Meyers Großes Taschenlexikon in 25 Bänden
Mauretanien
Mauretani|en⃟ Fläche: 1 030 700 km2
Einwohner: (1995) 2,274 Mio.
Hauptstadt: Nouakchott
Verwaltungsgliederung: 12 Regionen und Hauptstadtdistrikt
Amtssprache: Arabisch
Nationalfeiertag: 28. 11.
Währung: 1 Ouguiya (UM) = 5 Khoums (KH)
Zeitzone: MEZ — 1 Std.
(frz. Mauritanie, amtlich arab. Al-Djumhurijja al-Islamijja al-Muritanijja, dt. Islam. Republik M.), Staat in W-Afrika, grenzt im W an den Atlantik, im NW an das Gebiet Westsahara, im NO an Algerien, im O und S an Mali, im SW an Senegal.

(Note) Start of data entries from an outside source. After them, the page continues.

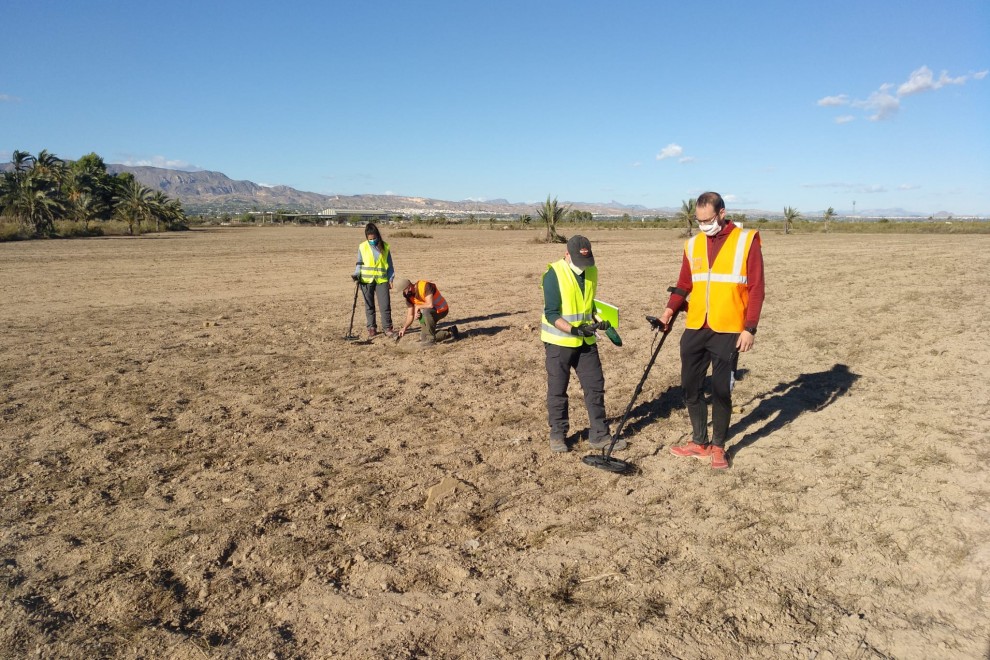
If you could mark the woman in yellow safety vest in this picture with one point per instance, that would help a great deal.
(374, 273)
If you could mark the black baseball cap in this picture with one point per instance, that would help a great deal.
(579, 248)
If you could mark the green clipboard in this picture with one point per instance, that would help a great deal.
(607, 312)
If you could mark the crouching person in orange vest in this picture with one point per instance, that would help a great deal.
(424, 302)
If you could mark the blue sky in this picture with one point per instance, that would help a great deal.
(772, 104)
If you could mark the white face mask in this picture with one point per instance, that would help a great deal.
(710, 229)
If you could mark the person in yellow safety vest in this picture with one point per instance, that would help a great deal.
(374, 273)
(722, 269)
(424, 302)
(568, 333)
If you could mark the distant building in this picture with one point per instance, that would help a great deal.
(354, 215)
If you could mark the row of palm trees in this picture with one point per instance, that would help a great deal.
(40, 190)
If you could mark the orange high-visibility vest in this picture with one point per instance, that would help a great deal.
(418, 297)
(719, 291)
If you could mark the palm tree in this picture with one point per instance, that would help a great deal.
(686, 214)
(828, 215)
(132, 203)
(790, 215)
(31, 192)
(551, 213)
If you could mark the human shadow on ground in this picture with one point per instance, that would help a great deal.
(806, 393)
(484, 332)
(486, 317)
(648, 412)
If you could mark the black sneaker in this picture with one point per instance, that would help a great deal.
(603, 443)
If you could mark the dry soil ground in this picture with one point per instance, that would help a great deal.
(197, 464)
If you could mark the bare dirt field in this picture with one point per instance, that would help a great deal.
(197, 464)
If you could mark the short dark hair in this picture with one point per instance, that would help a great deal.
(711, 199)
(371, 229)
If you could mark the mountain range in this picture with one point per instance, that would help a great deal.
(210, 193)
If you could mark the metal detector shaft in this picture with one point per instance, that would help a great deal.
(639, 386)
(350, 328)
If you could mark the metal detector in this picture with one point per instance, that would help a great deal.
(604, 461)
(350, 329)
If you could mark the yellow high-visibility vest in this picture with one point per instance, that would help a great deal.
(719, 291)
(576, 307)
(374, 270)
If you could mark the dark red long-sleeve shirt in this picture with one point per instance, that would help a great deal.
(754, 274)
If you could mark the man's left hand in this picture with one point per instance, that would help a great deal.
(745, 341)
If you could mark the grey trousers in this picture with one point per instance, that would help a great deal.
(380, 291)
(587, 365)
(430, 318)
(699, 350)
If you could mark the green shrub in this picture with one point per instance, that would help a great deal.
(12, 231)
(73, 229)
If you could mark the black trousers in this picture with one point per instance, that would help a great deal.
(699, 350)
(370, 291)
(588, 367)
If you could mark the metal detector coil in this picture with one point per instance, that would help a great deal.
(604, 461)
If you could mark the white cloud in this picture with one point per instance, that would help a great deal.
(881, 103)
(884, 103)
(831, 101)
(670, 151)
(923, 80)
(163, 162)
(861, 188)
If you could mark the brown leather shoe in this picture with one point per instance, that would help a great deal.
(692, 450)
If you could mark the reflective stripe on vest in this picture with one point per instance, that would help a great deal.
(419, 297)
(719, 292)
(373, 270)
(576, 307)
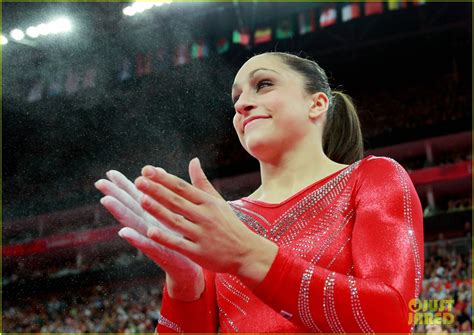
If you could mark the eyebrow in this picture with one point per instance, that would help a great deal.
(253, 72)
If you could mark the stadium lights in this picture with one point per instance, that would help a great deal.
(140, 7)
(17, 34)
(60, 25)
(32, 32)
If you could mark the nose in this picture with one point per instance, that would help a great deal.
(243, 106)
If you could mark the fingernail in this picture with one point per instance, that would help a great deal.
(160, 171)
(148, 171)
(144, 183)
(152, 232)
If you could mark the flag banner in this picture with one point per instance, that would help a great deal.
(419, 2)
(147, 63)
(161, 60)
(199, 50)
(394, 5)
(262, 35)
(241, 37)
(284, 30)
(139, 65)
(371, 8)
(89, 78)
(307, 22)
(55, 87)
(222, 45)
(350, 12)
(181, 55)
(72, 82)
(125, 71)
(36, 92)
(328, 17)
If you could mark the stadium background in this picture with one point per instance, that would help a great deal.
(119, 92)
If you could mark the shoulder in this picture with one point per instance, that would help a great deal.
(381, 172)
(380, 166)
(372, 162)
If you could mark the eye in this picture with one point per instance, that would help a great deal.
(263, 83)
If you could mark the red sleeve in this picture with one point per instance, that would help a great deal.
(387, 251)
(197, 316)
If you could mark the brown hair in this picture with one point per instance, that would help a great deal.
(342, 135)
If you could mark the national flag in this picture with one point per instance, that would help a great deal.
(262, 35)
(199, 50)
(147, 63)
(241, 37)
(350, 12)
(36, 92)
(125, 71)
(143, 65)
(222, 45)
(307, 22)
(328, 17)
(181, 55)
(162, 60)
(284, 30)
(72, 82)
(418, 2)
(393, 5)
(55, 88)
(89, 78)
(371, 8)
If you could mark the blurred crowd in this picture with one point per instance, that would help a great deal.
(129, 308)
(134, 306)
(448, 268)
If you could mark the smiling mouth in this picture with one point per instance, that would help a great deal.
(251, 121)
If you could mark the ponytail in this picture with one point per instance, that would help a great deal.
(342, 136)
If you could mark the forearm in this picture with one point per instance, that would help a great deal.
(185, 289)
(256, 261)
(197, 316)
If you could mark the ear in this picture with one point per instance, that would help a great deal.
(320, 105)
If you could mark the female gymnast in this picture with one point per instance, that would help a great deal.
(329, 242)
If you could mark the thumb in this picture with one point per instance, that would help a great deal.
(199, 179)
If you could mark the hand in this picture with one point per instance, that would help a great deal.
(212, 235)
(184, 277)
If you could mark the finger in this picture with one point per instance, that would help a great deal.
(180, 245)
(199, 179)
(172, 220)
(175, 184)
(169, 199)
(124, 183)
(124, 215)
(168, 259)
(109, 188)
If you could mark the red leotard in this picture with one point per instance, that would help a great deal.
(350, 259)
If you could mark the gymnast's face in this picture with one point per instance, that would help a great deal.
(271, 107)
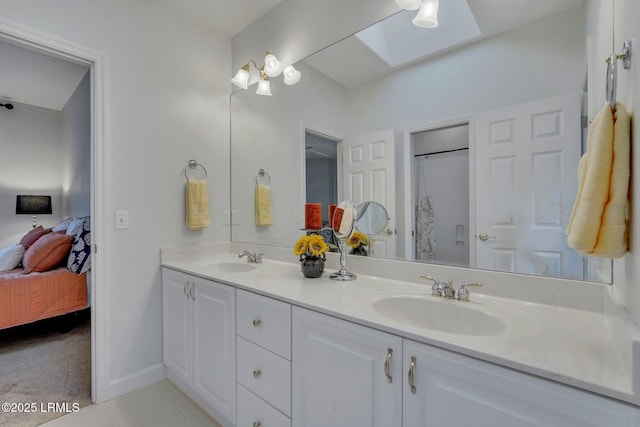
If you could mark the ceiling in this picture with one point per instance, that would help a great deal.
(395, 42)
(34, 78)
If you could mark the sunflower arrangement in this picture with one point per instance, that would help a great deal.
(312, 245)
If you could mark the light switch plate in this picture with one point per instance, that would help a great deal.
(122, 220)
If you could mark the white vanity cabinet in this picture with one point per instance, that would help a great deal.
(343, 374)
(199, 347)
(452, 390)
(264, 361)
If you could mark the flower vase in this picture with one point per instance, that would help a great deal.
(312, 266)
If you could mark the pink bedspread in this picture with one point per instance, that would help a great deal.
(26, 298)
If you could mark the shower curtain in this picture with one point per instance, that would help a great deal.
(425, 234)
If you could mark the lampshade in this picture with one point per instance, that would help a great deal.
(242, 77)
(409, 4)
(272, 67)
(291, 75)
(33, 205)
(264, 87)
(427, 16)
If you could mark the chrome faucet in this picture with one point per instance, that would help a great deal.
(255, 258)
(446, 289)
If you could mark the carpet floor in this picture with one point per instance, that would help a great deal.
(45, 370)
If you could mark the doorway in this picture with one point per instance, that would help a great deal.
(52, 46)
(441, 195)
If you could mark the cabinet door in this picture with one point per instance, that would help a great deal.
(214, 346)
(338, 374)
(176, 323)
(456, 391)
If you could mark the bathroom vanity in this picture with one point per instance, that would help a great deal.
(259, 345)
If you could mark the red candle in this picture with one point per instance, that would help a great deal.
(332, 209)
(313, 216)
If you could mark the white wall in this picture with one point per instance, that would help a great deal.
(268, 133)
(627, 270)
(166, 101)
(76, 143)
(31, 163)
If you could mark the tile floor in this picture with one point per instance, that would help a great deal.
(160, 404)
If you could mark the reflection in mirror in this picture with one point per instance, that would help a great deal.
(511, 77)
(343, 224)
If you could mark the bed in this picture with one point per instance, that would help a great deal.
(26, 298)
(50, 277)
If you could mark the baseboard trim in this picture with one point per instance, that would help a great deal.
(136, 380)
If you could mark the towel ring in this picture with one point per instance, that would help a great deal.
(263, 178)
(192, 164)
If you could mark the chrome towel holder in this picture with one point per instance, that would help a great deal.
(192, 164)
(612, 72)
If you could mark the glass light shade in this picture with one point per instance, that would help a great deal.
(272, 67)
(291, 75)
(427, 16)
(241, 79)
(409, 4)
(264, 88)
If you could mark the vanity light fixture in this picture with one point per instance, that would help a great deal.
(272, 68)
(427, 16)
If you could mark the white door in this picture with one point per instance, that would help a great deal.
(369, 175)
(214, 343)
(338, 374)
(526, 179)
(176, 323)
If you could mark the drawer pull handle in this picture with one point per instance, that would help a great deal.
(387, 365)
(412, 367)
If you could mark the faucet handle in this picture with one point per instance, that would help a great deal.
(463, 292)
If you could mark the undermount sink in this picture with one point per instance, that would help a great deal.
(225, 266)
(444, 316)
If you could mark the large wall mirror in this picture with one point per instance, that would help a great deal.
(469, 135)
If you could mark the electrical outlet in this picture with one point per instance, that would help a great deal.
(122, 220)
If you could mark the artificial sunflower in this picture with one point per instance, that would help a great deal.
(312, 245)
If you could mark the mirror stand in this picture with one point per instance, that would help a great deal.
(342, 274)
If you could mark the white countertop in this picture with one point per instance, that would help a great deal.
(567, 345)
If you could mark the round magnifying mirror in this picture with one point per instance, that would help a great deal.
(343, 220)
(371, 218)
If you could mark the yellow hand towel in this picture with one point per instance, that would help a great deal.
(613, 238)
(598, 223)
(197, 197)
(264, 214)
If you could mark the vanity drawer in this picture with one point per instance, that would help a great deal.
(264, 321)
(253, 411)
(264, 373)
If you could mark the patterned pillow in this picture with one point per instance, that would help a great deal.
(80, 256)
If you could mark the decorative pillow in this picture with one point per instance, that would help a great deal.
(11, 256)
(62, 225)
(74, 226)
(47, 252)
(80, 256)
(33, 235)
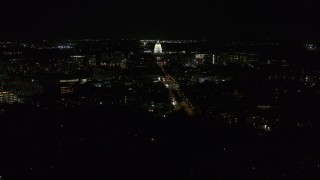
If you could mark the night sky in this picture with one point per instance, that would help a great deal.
(223, 19)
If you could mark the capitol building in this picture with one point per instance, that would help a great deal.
(157, 48)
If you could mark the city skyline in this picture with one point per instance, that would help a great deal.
(220, 20)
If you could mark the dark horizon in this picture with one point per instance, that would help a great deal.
(217, 20)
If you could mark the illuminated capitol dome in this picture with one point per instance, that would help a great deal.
(158, 48)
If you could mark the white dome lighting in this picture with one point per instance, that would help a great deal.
(158, 48)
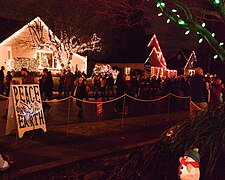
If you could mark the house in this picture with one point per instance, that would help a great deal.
(182, 61)
(32, 47)
(156, 60)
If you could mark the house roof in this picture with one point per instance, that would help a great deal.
(179, 59)
(21, 30)
(8, 27)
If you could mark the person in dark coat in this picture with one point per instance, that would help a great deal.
(27, 78)
(8, 80)
(69, 83)
(80, 94)
(2, 80)
(46, 85)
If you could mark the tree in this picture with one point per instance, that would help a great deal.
(193, 15)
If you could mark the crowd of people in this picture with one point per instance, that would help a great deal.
(103, 85)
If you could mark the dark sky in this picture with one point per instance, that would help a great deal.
(126, 44)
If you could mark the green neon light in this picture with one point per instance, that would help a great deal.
(174, 10)
(160, 14)
(163, 5)
(181, 22)
(187, 32)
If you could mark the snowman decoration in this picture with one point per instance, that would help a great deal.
(189, 165)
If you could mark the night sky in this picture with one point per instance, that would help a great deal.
(128, 44)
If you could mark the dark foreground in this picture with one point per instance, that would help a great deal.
(86, 150)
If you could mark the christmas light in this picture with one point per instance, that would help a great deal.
(187, 32)
(174, 10)
(217, 1)
(158, 4)
(200, 40)
(215, 57)
(160, 14)
(181, 22)
(163, 5)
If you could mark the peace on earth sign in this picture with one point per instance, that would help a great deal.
(28, 108)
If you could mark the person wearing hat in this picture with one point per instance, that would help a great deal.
(189, 165)
(2, 80)
(27, 78)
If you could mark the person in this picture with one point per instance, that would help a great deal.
(120, 90)
(109, 86)
(7, 103)
(102, 86)
(61, 86)
(8, 80)
(2, 77)
(27, 78)
(145, 87)
(46, 85)
(215, 92)
(69, 83)
(5, 162)
(80, 94)
(199, 92)
(97, 84)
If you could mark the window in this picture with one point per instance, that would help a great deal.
(46, 59)
(127, 70)
(9, 54)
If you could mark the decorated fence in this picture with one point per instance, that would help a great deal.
(64, 111)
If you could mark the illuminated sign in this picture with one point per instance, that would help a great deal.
(28, 108)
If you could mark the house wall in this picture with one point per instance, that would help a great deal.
(4, 54)
(131, 65)
(22, 44)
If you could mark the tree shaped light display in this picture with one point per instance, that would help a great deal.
(191, 60)
(156, 52)
(187, 19)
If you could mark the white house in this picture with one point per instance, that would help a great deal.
(35, 52)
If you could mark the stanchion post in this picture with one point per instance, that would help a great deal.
(68, 114)
(168, 109)
(124, 102)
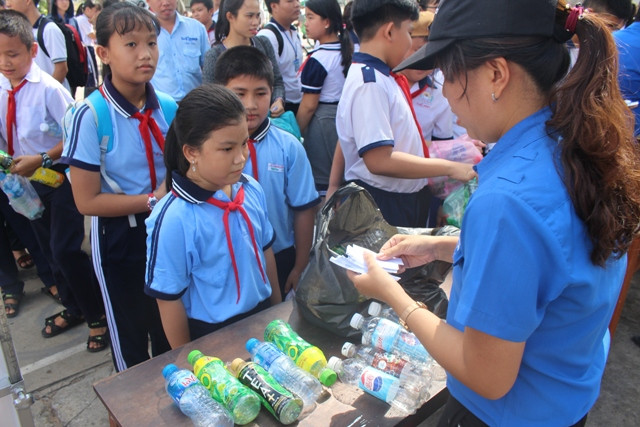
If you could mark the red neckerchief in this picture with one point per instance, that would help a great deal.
(11, 115)
(147, 127)
(404, 86)
(236, 205)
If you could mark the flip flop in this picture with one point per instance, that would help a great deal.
(57, 330)
(15, 306)
(47, 292)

Staat und Recht: Nach der Verf. von 1991 ist M. eine präsidiale Rep. mit Mehrparteiensystem. Staatsoberhaupt ist der mit großen Vollmachten ausgestattete Präs. (direkt gewählt); er ernennt das Kabinett unter Vorsitz des Premiermin. (seit 1992), kann das Parlament auflösen und den Ausnahmezustand verhängen. Die Legislative liegt beim Zweikammerparlament, bestehend aus Senat (56 Mitgl.) und Abg.haus (79 Abg.). Beherrschende Partei ist die Republikanisch-Demokrat. und Soziale Partei (PRDS); außerdem u. a. Union der Demokrat. Kräfte Neue Ära (UFD-EN). Politisch bedeutsam sind ferner radikal-islam. und ethnisch orientierte Untergrundorganisationen.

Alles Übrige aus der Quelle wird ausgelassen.